Задумавшись, Лемке не заметил, как очутился у подъезда суда. Его привёл в себя негромкий голос:
— Не скажете ли, который час?
Лемке машинально посмотрел в лицо спрашивающего, поймал его ощупывающий взгляд и, вынув часы, молча показал их.
Лемке не понравилось, что взгляд незнакомца, едва скользнув по часам, снова пристально остановился на его лице.
Он спрятал часы, так и не произнеся ни слова.
Широкие двери суда то и дело отворялись. По ступеням спускались люди. Но среди них все не было Руппа. Лемке взглянул на часы: он больше не мог оставаться тут. Несмотря на владевшее им беспокойство о судьбе юноши, он должен был уйти. Он уже не видел, как Рупп вышел из дверей суда, сдерживая радостную улыбку, и быстро зашагал прочь.
5
Выходящее во двор широкое окно было растворено настежь. Прохладный осенний воздух врывался в комнату, надувая занавеску.

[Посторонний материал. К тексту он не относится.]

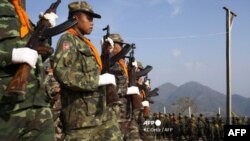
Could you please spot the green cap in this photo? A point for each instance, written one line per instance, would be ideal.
(139, 64)
(116, 38)
(82, 6)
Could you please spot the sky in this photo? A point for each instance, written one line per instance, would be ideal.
(184, 40)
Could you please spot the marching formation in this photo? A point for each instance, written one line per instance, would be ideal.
(73, 93)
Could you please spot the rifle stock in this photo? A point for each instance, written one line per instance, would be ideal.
(17, 84)
(135, 99)
(144, 72)
(111, 96)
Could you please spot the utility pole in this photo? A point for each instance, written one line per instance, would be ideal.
(229, 23)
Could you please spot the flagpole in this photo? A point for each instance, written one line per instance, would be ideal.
(229, 21)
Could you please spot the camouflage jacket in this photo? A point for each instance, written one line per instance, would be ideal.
(121, 79)
(9, 39)
(75, 68)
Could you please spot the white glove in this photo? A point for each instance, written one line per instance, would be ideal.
(147, 83)
(135, 64)
(133, 90)
(110, 41)
(145, 103)
(51, 17)
(106, 79)
(25, 55)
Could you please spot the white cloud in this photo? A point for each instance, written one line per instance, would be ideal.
(176, 53)
(195, 66)
(175, 6)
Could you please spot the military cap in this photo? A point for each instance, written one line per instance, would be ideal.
(116, 38)
(82, 6)
(139, 64)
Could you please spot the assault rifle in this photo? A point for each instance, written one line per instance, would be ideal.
(43, 32)
(135, 99)
(112, 96)
(144, 71)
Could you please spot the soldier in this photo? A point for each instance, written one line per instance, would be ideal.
(201, 128)
(53, 90)
(78, 66)
(119, 69)
(25, 116)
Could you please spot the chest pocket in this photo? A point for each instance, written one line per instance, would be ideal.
(9, 22)
(87, 59)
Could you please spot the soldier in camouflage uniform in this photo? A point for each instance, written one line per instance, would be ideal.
(78, 66)
(119, 69)
(27, 116)
(53, 90)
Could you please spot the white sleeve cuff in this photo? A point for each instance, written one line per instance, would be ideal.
(133, 90)
(145, 103)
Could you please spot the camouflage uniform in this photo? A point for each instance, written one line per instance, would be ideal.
(26, 117)
(85, 115)
(122, 85)
(53, 90)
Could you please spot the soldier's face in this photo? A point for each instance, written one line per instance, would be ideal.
(117, 48)
(85, 22)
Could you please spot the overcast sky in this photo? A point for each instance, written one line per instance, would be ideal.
(184, 40)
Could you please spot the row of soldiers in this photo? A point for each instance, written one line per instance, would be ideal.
(85, 96)
(185, 128)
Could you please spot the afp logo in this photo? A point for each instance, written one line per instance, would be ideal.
(241, 132)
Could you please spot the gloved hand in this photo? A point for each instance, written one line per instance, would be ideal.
(25, 55)
(135, 64)
(147, 83)
(106, 79)
(145, 103)
(51, 17)
(110, 41)
(133, 90)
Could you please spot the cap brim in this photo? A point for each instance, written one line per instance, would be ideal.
(95, 15)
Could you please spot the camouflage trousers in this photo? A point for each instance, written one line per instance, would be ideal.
(133, 127)
(108, 131)
(31, 124)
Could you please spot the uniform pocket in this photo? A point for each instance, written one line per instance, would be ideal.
(9, 27)
(88, 61)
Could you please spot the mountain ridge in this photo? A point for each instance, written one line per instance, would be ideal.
(206, 99)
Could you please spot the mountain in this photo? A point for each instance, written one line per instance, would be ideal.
(206, 99)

Станок, за которым работал Шверер, стоял прямо против окна, но генерал не замечал холода. Ворот старой домашней тужурки из верблюжьей шерсти был расстегнут, и из него торчала жилистая шея, по которой время от времени, в такт глотательным движениям, пробегал большой острый кадык. Обшлага куртки были аккуратно завёрнуты — каждый ровно на два дюйма, чтобы не мешать движениям маленьких проворных рук, покрытых иссиня-красной, как на лапах замёрзшего гусака, кожей. Кожа эта бугрилась от склеротических узлов на вздувшихся венах.

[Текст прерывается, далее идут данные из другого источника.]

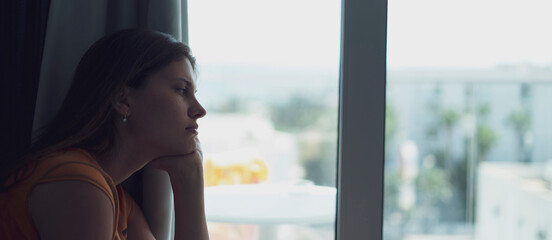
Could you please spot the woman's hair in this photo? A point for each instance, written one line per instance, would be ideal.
(86, 116)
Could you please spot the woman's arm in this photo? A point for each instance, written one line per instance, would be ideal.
(71, 210)
(157, 202)
(187, 184)
(186, 175)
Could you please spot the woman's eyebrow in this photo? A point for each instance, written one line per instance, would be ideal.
(188, 83)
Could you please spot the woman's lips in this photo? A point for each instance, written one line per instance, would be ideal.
(192, 130)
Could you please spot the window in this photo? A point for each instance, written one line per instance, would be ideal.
(467, 136)
(269, 79)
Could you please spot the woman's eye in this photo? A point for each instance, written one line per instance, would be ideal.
(183, 91)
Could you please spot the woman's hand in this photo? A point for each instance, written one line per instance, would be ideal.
(188, 164)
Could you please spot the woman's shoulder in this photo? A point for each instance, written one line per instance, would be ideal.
(73, 164)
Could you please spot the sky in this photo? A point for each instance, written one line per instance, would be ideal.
(421, 33)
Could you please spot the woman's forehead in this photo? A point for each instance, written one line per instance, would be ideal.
(179, 70)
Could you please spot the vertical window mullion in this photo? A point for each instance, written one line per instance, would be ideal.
(362, 118)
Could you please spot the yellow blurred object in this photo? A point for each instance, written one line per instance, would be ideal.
(251, 172)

Брюки на Шверере были тоже старые, из тех, что уже неловко носить на людях. Лампасы возле карманов немного залоснились; сзади, там, где штанины касались шпор, они были тщательно подрублены, отчего стали в тех местах чуть короче. К тому же брюки были узкие — того фасона, на манер уланок, какого давно уже никто не носил.
Генерал был невысок ростом, узок в кости и сухопар. От седых, остриженных бобриком волос и седых бровей, кисточками, как у рыси, торчащих у висков, его розовое, выбритое до блеска лицо казалось красным. Сухие тонкие губы были плотно сжаты. Серые навыкате глаза внимательно щурились из-за очков.
Своей мохнатой жёлтой курткой, алыми лампасами на брюках, острым носом и маленькой головой на длинной шее Шверер напоминал злую красноногую птицу, нацелившуюся клюнуть то, что вертелось в патроне монотонно жужжащего станка.
Старик стоял, не сгибая спины, и, опершись мизинцем о супорт, сквозь лупу следил за остриём резца.
Блестящая ниточка стружки, весело извиваясь, сбегала с вращающегося кусочка металла.
Увлечение работой не мешало генералу изредка коситься на часы. Это были особенные часы, с ясными цифрами, с чёткими чёрточками делений. Длинная секундная стрелка, трепетно вздрагивая, бежала по циферблату.
Домом Шверера командовали часы. Они висели во всех комнатах. Дом был наполнен шорохом неустанного движения времени.
Подчиняясь стрелке часов, генерал снял ногу с педали и выключил станок. Пора было итти в столовую.